Feeding Laramie Valley, a local program that works to address food insecurity in Albany County, has enlisted Wyoming Conservation Corps members to help get its production gardens up and running. Both organizations derive much of their manpower from volunteers who have committed to community service for a period of time.

“It happened that Feeding Laramie Valley had work to do and a way to get our people outside,” said Wyoming Conservation Corps program director Jim Fried.

Last week and earlier this week, Corps members helped Feeding Laramie Valley food production coordinator Reese Owens prepare for farming by cleaning hoop houses, turning soil, pulling weeds and other heavy lifting. They weren’t building trails or mending fences, but they were working outside and getting their hands dirty.

Feeding Laramie Valley operates production gardens on various public and private parcels around Laramie, including at the Albany County Fairgrounds and its LaBonte Park headquarters. Produce from production farms — tomatoes, cucumbers, peppers, salad greens, potatoes, squash, beets, radishes and more — supplies its Food Shares Program, through which fresh foods are distributed around the community.

Owens said the COVID-19 pandemic caused the operation to fall behind its normal schedule. Additionally, a different volunteer team Feeding Laramie Valley was expecting this spring was unable to come, also because of pandemic restrictions. Owens and other staff members and volunteers had a lot of work to do in order to get caught up.

“They got a ton done and they were super helpful,” he said of the Corps. “It would have been difficult for us to do it without them, so it was great to have their help.”

He’s looking forward to more collaboration in the future as the growing season gets underway.

“All of our gardens are at least a little bit behind,” he said.

Feeding Laramie Valley founder Gayle Woodsum said the operation has seen a sharp uptick in the number of people signing up for the shares program.

“We’re trying to double the amount of food we put into production this year,” she said. “We had a greater need and fewer people.”

Fried said the summer outlook remains uncertain for Wyoming Conservation Corps. The group might be able to begin a work season in mid-August and continue through November, but that will hinder their ability to recruit college students to fill out the crews.
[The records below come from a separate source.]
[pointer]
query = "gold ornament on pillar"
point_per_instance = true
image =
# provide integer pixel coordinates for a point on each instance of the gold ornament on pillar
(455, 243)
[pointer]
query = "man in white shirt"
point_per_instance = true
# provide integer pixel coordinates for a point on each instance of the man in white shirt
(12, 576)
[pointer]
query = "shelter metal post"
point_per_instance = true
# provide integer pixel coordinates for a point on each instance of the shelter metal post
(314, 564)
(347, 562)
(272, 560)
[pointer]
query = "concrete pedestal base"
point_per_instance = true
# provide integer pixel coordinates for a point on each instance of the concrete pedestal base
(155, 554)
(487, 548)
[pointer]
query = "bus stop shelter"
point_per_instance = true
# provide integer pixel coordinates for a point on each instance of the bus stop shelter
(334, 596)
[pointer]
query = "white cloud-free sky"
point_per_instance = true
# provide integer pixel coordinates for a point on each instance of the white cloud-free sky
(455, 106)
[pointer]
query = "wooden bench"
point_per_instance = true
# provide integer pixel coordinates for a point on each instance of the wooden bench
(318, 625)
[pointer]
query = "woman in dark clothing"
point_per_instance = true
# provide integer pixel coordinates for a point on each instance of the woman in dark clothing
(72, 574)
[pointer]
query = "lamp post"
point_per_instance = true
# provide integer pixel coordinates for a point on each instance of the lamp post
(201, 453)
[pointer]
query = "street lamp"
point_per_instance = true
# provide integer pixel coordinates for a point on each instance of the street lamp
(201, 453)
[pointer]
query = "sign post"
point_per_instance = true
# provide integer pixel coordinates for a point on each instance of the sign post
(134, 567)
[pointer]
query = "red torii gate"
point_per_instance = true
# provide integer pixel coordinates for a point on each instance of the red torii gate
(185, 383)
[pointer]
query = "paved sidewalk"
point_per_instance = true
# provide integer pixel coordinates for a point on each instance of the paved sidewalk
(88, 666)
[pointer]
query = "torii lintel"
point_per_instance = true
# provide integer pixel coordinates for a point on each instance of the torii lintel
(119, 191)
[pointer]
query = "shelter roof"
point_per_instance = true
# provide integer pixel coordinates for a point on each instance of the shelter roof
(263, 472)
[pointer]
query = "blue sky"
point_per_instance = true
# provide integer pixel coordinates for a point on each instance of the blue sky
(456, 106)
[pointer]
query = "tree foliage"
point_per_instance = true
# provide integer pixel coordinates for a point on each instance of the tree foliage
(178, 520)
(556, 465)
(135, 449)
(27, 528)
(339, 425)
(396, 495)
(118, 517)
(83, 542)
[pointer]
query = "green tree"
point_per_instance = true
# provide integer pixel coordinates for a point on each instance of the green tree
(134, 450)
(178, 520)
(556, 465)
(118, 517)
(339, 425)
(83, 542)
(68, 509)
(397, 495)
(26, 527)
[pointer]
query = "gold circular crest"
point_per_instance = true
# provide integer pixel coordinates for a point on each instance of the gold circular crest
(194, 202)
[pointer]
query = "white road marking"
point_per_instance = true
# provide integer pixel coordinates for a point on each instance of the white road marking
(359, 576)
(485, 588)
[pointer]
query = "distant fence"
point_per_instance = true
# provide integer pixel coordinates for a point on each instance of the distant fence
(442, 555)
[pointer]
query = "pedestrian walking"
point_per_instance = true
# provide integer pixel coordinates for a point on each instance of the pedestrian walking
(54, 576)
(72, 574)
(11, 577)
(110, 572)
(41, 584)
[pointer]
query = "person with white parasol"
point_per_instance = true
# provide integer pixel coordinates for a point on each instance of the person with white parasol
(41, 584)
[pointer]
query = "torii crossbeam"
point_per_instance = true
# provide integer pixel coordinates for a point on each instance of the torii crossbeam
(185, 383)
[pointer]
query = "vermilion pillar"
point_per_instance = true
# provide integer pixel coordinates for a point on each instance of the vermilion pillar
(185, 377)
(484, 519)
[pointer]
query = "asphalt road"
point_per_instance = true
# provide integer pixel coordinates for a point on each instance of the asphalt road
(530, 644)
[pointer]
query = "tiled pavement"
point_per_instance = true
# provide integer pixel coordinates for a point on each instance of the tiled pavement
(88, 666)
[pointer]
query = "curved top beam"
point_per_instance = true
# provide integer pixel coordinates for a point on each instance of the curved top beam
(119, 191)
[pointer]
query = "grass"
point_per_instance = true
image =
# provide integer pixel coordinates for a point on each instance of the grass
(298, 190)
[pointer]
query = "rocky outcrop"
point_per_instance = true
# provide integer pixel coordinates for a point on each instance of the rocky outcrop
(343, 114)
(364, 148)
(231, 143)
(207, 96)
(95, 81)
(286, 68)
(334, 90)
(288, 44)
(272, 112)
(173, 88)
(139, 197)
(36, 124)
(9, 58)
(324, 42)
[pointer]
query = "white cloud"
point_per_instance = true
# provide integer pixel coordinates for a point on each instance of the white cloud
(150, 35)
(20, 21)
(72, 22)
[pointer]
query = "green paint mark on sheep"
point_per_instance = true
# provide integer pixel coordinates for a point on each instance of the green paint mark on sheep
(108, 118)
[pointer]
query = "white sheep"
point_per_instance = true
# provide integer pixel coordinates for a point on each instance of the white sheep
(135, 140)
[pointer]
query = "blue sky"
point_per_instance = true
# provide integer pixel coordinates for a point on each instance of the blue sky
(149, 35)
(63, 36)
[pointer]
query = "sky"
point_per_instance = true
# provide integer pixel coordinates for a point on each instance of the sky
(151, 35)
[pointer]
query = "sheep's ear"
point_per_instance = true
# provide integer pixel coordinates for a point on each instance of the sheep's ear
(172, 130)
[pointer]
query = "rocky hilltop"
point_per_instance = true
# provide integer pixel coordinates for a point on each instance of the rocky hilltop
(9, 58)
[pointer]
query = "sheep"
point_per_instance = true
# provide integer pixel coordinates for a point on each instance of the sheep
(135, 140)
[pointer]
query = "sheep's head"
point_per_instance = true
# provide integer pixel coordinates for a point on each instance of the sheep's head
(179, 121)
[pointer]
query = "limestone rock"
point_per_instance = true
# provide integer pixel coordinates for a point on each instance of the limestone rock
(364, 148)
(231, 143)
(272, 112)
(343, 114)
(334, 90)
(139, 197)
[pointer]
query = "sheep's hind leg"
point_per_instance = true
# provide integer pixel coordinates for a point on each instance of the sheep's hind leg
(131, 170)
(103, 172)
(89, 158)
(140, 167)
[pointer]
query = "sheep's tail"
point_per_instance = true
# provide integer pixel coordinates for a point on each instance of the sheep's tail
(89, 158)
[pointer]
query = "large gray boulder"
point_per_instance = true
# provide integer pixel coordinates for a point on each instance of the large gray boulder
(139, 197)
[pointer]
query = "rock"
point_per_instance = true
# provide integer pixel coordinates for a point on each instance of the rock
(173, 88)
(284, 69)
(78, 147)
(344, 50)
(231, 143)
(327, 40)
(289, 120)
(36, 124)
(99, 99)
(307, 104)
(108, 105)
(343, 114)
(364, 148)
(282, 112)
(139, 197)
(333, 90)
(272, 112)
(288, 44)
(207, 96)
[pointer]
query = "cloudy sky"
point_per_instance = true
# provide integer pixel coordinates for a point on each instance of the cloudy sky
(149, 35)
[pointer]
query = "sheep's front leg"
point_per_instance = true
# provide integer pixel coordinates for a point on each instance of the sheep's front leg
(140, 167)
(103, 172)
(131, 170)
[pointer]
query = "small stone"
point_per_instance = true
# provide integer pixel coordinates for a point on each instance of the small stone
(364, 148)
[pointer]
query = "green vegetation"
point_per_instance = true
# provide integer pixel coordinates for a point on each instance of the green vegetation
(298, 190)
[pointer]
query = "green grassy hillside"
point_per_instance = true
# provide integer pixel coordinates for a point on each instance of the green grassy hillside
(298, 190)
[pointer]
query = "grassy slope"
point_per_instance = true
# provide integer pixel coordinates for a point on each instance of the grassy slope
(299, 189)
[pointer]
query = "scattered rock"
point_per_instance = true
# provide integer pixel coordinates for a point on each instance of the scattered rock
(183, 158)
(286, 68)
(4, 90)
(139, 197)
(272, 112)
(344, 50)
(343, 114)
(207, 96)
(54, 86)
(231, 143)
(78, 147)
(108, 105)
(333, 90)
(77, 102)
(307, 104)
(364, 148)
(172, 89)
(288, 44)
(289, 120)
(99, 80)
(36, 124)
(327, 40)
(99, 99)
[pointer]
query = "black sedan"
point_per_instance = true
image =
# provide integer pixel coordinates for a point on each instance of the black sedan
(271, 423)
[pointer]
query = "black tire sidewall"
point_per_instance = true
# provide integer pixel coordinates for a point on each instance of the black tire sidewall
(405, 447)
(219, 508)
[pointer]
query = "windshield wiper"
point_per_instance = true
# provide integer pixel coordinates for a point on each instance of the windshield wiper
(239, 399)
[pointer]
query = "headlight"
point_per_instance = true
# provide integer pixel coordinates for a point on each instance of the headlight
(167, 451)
Meanwhile, crew leaders already on board are planning to stick close to home and work where they can. They’re hoping to do trail work on the Medicine Bow National Forest and Schoolyard Trails, and perhaps for the Pilot Hill Project as that progresses.

“Hopefully those little projects will supplement us until August,” he said.

Staying in southeast Wyoming has forced them to look for new partners and given them a chance to showcase their work to the Laramie community.

“We build trail everywhere, but sometimes the people in our backyard don’t see those,” he said. “It’s nice that we might have an opportunity to show the local community what we do.”